Dr. Matthew H. R. Anstey

Overall, 32% of the respondents said they had received formal training in communication skills. A significantly higher percentage of doctors had undergone training (50%) compared with nurses (29%), said Dr. Anstey, who is currently a lecturer in anesthesia at Harvard Medical School, Boston.

Sixty-six percent of all respondents agreed that "nurses are present during the communication of end-of-life information to the family" at their institution. Nurses were significantly more likely to agree with this statement (69%) than were doctors (52%).

Both doctors and nurses were very supportive of the idea of formal communication training for ICU providers. When asked about possible strategies to reduce inappropriate care for ICU patients, 91% of respondents said communication training would have a positive effect, Dr. Anstey reported.

This could be accomplished by requiring ICU physicians to complete a communication training module for ongoing credentialing, he said in an e-mail interview. Either individual hospitals could require this as part of credentialing for privileges to work in the ICU, or state medical boards could require it, similar to the California Medical Board’s requirement that physicians obtain some continuing medical education in pain management, he suggested.

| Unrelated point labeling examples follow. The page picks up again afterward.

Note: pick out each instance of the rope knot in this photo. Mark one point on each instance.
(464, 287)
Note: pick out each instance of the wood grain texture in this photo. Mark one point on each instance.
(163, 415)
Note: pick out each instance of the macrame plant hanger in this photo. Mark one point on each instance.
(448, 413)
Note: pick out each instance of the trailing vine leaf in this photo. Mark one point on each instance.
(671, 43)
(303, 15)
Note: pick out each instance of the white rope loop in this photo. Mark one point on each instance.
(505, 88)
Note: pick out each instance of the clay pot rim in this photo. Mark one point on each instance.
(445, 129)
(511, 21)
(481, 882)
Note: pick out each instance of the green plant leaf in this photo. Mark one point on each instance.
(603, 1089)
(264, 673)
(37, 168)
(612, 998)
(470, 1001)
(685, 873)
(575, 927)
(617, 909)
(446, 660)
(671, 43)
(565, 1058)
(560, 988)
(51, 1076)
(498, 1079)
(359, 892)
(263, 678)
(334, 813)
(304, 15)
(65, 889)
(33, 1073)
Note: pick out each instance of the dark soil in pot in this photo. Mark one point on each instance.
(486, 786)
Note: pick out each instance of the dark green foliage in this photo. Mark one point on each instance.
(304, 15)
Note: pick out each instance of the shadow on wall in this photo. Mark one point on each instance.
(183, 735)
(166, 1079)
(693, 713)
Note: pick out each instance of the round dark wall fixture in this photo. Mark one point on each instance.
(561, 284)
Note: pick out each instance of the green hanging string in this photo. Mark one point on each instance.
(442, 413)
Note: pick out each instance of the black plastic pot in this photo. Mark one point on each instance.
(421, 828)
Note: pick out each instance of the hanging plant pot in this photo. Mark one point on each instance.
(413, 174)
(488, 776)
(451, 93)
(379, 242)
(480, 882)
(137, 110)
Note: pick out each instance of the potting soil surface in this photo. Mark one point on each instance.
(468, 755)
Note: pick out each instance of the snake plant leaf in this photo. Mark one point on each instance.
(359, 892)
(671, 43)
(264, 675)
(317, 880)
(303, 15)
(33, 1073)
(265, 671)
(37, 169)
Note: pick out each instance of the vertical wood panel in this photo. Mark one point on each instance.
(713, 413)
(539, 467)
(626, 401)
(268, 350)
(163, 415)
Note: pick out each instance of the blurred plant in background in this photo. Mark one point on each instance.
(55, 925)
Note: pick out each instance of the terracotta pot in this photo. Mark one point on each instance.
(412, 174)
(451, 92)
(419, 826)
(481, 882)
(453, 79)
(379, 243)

The characteristics of participating hospitals were similar to those of nonparticipating hospitals in the sizes of the hospitals and ICUs, their regional location in California, and the proportions of hospitals that are teaching facilities.

The 93 nonparticipating hospitals were significantly more likely to be for-profit hospitals (59%) compared with participating hospitals (7%), and significantly less likely to be part of a hospital system containing more than three hospitals (54%) compared with participating hospitals (75%).

Dr. Anstey reported having no financial disclosures. His research was in conjunction with a Commonwealth Fund Harkness Fellowship in Health Care Policy and Practice for which he was placed at Kaiser Permanente in California.

Dr. Paul A. Selecky, FCCP, comments: Physicians are notorious about not doing a good job of communicating with patients in general, and when you focus on a vital subject as end-of-life care, it is of even greater importance. The findings in this study are not surprising. The unanswered question is how to fix it.